Okay, I got that out of the way. Now I can say that no informed considerate person would condone chucking waste into the ocean or anywhere not designed for receiving waste. I’d venture to say that not one of the responders on this site, catastrophist or realist, are happy with this state of affairs. In this problem, we spend all our time shouting at the wrong people.

Sean Staplin
February 18, 2016 5:39 pm

I think this is one of the issues that is getting thrown under the bus for the AGW hysteria.

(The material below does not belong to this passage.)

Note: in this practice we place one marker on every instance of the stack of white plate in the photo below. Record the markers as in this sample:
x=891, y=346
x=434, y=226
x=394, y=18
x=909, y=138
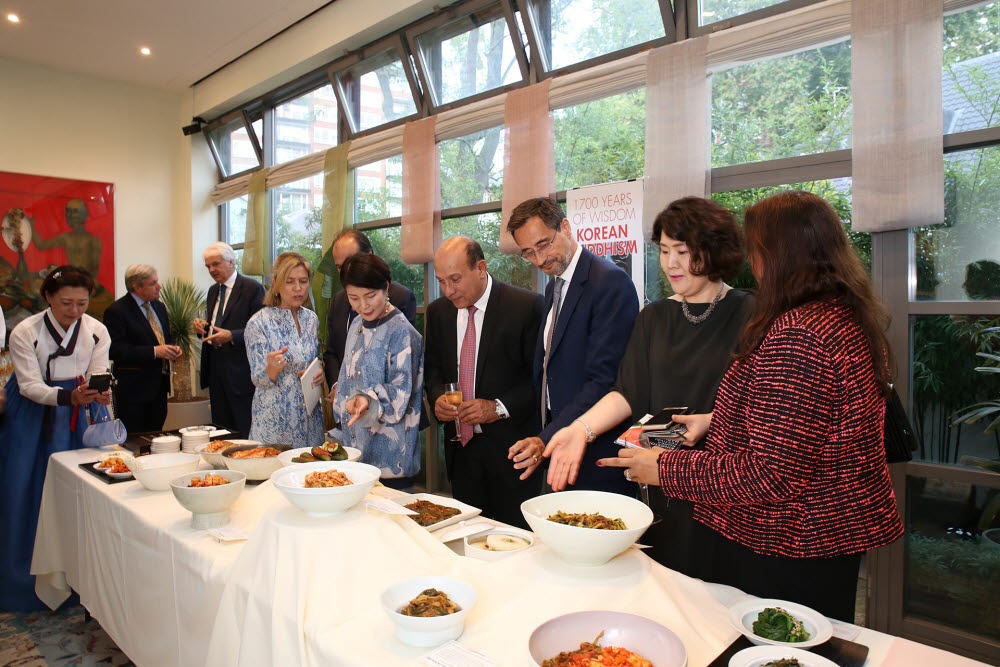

February 18, 2016 10:34 pm

Obvious solution.
Go and scoop the stuff up, and make wind turbine blades or solar panels out of it !

February 19, 2016 2:44 am

I love the line from Laurie David in the Morano link:
“Our bodies have evolved to handle carbon dioxide, the nemesis of global warming, indeed, we exhale it with every breath.”
Wowee, this guy is good!
The other reference worthy of note is this: “It now has the attention of the beleaguered head of the UN Intergovernmental Panel on Climate Change (IPCC) Rajendra Pachauri.”
He was beleaguered then because of the Himalayan Glaciers, he is beleaguered again now because Himalayan where he didn’t ought to, or certainly tried to. He is facing charges of sexual harassment and the charge sheet runs to 500 pages.

February 19, 2016 6:17 am

What did the White man ever do for us?

Frederik Michiels
February 22, 2016 6:02 am

i honestly would find it better to see all the money spent in climate change to be shifted to clean up the plastics out of the oceans.
the first is a research to nothing, the second will give us at least a cleaner ocean, which is a REAL and beneficial result.
i’ve always given more importance to real pollution and plastics are real pollution. i always say “if the money spent into the IPCC would be spent to clean up the oceans, they would have been cleaned up 20 times by now, which would have contributed to a cleaner environment.